15 thoughts on “About Those Fidget Spinners

  1. Our school has banned the Fidget Spinners from school but on the other hand the Books Are Fun guy brought in a set of them for the teachers to buy. I think it is a fad like the cards the kids bring in and while they are cool, they are a distraction. so much for using them to calm those who may benefit and provide a fidget object.

  2. I’m honestly thinking this “fidget craze” hasn’t made it to my school — yet. I saw only one student with a fidget spinner this year. The student (a 3rd grader) played with it for a little while, then put it away. He told me his uncle had given it to him. I’m beginning to think this craze be around my school when the new year starts at the end of August. And if it is, teachers will either tell the students to put them away or to not bring them to school at all.

  3. I went to an awesome O.T. workshop years ago called “how does your engine run”. It talked about items that children and adults a use as a calmer.. large paper clip, small smooth rock,……that can be kept in hand or pocket without attracting attention .those figgets are a distraction if you are talking to the person who is doing it ..really they are annoying while you are talking to someone.

    • Katie, your idea of using the spinners during the last week of school is fantastic. Kids will definitely be engaged in learning and having fun too. Thanks for sharing!

      • Sure! And kids that don’t behave won’t get to participate…and I even gave optional review homework–kids who brought it back get to use their OWN spinner for the science experiment. 🙂

  4. It’s just a fad. I wouldn’t purchase one- it sometimes goes airborne and may strike a child.
    Not a good thing. It’s just one of those things that I call nonsense toy…

  5. In my limited experience with them, they can be beneficial in the right context. Just like any other tool they need to be controlled, governed, kept in their place, and used with guidelines – preferably in advance of their invasion…er… that is, inclusion.
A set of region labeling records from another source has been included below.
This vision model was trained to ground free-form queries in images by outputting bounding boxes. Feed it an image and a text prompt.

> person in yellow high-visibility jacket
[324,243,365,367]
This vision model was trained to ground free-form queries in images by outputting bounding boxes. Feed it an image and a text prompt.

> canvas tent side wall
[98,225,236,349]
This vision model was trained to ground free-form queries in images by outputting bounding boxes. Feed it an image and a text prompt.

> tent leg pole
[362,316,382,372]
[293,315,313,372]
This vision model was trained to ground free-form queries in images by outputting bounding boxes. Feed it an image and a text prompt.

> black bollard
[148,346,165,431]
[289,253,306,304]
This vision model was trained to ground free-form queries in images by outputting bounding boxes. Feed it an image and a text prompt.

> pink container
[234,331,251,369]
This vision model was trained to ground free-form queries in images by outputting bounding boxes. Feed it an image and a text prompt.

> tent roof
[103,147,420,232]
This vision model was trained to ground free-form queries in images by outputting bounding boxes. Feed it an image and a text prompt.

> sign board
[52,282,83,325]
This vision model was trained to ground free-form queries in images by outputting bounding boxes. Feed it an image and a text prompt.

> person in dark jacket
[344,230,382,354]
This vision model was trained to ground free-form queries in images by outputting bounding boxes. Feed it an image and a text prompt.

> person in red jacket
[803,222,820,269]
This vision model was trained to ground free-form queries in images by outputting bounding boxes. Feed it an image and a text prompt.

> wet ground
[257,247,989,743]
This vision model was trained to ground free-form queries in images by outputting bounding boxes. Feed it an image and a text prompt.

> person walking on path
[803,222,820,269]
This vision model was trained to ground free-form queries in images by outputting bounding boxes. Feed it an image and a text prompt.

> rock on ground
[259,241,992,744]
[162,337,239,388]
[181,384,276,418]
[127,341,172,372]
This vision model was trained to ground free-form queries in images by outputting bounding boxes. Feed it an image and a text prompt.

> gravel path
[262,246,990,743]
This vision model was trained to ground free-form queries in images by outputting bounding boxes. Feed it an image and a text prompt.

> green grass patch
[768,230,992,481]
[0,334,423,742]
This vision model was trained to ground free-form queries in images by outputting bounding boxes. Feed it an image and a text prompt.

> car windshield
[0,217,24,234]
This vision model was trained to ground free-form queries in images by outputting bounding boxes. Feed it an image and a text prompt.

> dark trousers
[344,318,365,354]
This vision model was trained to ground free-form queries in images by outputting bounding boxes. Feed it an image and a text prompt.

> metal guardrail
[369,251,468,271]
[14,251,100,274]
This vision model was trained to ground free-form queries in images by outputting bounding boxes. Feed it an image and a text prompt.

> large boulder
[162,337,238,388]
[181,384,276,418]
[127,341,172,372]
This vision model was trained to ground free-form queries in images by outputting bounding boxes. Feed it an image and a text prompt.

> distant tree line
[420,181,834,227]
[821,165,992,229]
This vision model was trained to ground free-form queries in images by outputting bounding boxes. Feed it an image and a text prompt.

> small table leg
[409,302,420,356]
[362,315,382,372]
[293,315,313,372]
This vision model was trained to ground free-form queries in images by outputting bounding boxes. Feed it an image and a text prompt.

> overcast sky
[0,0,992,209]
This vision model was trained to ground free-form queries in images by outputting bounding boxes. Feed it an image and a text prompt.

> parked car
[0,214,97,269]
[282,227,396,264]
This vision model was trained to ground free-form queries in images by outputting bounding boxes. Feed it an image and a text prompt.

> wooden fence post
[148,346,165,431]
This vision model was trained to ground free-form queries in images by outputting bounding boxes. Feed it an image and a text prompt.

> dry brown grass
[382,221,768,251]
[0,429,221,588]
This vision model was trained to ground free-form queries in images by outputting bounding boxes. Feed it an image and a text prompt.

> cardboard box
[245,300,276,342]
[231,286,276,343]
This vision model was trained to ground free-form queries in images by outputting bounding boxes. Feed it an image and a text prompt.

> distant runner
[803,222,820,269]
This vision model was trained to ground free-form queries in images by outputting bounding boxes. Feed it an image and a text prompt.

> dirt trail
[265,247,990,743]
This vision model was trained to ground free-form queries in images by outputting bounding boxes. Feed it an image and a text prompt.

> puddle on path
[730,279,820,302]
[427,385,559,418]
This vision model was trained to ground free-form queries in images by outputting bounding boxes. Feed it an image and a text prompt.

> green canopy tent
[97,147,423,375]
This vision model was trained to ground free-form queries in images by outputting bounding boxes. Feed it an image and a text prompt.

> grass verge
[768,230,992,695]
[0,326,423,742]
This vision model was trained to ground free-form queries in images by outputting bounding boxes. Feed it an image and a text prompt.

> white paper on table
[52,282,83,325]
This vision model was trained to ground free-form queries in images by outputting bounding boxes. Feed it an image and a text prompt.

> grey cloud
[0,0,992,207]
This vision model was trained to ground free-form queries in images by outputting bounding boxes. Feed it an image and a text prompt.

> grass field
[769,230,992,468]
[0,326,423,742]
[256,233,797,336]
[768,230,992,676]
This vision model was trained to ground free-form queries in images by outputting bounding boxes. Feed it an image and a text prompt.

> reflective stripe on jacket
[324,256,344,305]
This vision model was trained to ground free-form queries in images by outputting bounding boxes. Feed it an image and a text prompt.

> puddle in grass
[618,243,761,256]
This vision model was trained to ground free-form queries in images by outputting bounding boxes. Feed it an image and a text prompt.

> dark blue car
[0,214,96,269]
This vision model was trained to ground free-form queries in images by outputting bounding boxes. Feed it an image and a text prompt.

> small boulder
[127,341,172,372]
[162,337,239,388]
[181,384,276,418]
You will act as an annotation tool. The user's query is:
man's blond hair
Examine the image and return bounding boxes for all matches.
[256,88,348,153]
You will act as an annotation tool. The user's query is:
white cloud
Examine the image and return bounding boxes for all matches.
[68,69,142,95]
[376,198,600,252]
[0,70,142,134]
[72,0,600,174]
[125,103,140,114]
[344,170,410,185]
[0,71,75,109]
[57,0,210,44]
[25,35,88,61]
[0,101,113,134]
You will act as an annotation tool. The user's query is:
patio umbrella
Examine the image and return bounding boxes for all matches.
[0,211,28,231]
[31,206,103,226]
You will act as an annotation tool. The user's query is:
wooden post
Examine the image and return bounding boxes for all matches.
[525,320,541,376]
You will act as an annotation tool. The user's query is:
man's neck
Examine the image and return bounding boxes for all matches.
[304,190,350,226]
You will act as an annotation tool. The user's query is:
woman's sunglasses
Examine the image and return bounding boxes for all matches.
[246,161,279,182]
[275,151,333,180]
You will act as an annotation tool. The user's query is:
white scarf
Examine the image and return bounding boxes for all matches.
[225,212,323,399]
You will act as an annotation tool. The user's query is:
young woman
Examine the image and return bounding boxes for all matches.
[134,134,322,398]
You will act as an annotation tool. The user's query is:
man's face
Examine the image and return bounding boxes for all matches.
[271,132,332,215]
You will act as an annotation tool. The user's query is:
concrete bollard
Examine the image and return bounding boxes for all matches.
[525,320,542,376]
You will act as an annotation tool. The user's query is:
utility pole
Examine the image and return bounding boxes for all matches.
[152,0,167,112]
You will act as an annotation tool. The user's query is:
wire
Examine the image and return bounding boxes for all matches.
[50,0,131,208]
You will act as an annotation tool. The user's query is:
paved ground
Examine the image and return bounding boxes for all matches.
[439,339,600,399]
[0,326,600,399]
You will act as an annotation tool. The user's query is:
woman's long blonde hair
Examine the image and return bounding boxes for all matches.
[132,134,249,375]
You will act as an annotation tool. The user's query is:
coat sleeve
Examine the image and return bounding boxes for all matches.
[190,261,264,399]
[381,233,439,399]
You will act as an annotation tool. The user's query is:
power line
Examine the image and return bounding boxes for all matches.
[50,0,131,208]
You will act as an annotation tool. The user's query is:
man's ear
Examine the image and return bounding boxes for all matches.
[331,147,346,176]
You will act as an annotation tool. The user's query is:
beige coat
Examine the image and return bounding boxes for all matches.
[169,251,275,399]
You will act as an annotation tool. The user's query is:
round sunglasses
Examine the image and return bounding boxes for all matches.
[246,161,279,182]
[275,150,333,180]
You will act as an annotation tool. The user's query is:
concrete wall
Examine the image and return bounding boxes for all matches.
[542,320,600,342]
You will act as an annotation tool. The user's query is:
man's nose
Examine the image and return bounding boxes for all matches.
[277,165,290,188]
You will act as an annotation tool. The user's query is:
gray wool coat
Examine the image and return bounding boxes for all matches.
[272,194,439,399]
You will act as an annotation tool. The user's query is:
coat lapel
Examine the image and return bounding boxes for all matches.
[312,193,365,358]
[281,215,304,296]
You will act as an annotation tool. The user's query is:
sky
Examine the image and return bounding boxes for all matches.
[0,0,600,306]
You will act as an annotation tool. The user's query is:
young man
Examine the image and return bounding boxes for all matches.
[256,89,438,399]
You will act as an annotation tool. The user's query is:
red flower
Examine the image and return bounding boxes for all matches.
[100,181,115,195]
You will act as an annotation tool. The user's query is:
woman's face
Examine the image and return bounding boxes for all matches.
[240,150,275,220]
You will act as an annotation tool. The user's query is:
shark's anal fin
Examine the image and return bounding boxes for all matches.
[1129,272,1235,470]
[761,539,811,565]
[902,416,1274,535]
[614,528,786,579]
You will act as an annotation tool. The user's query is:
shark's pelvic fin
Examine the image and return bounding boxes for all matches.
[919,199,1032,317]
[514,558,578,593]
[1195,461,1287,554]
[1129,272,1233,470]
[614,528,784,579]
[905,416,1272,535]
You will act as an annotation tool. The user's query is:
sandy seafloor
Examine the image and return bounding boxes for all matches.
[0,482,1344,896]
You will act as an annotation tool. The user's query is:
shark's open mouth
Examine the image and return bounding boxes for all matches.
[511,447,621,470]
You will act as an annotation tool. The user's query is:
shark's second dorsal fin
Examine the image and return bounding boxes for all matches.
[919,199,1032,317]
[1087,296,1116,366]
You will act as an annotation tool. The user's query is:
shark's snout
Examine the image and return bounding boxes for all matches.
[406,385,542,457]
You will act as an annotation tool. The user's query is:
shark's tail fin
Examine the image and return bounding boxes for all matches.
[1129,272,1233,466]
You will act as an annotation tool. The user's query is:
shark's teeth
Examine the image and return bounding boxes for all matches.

I applaud students & parents trying to up concentration levels, but of course teachers need to be in control of the class atmosphere. At times tools like these in the sole control of the students with no boundaries surrounding their use give opportunity for students to try to disregard other, perhaps more proven tools, techniques, routines, etc. previously in place, in which case the fidgets become a liability.

  6. It’s a craze at our school and everyone most students have one and simply play with it.
    Definite distraction.

  7. It’s a craze among my 4 year class. Personally I think it’s just hype and another problem brewing. Thankful none of my kiddos have brought one in as it falls under no toys from home rule I have

  8. Several schools in our district have now banned them and I heard today that the district plans to ban them. I confiscated three of them this morning after announcing to the class every day this week that if I see them out, that I would take them. They are not helpful at all to my ADHD students. They are a distracting toy. Not only distracting to the student spinning it but the others around them as well.

  9. I have look for research on fidget spinners and their claim of increased concentration for students with ADHD, autism, etc. I have found none, only anecdotal evidence. Until such research has been conducted, they are a toy. The companies making these have a brilliant marketing scam going on in my opinion.

  10. It has not helped my students who truly need them, even when taught how they should be used. They have become a distraction to them as well as others and has been banned from my classroom. They aren’t being used as a tool, but more as a toy.

  11. Weighting what might happen if a child gets careless or clumsy, I side with safety. No spinner in my classroom. Even though I seen a few cute ideas of how to use them in the classroom.

  12. They are an annoyance in the classroom. These fidget spinners distract other students . work at 2 schools, one has banned them from the classroom, and the other hasn’t despite teacher’s complaints. Those teachers are taking them away if they show up in the classroom. Students get them back at the end of the day with an admonishment to leave them at home.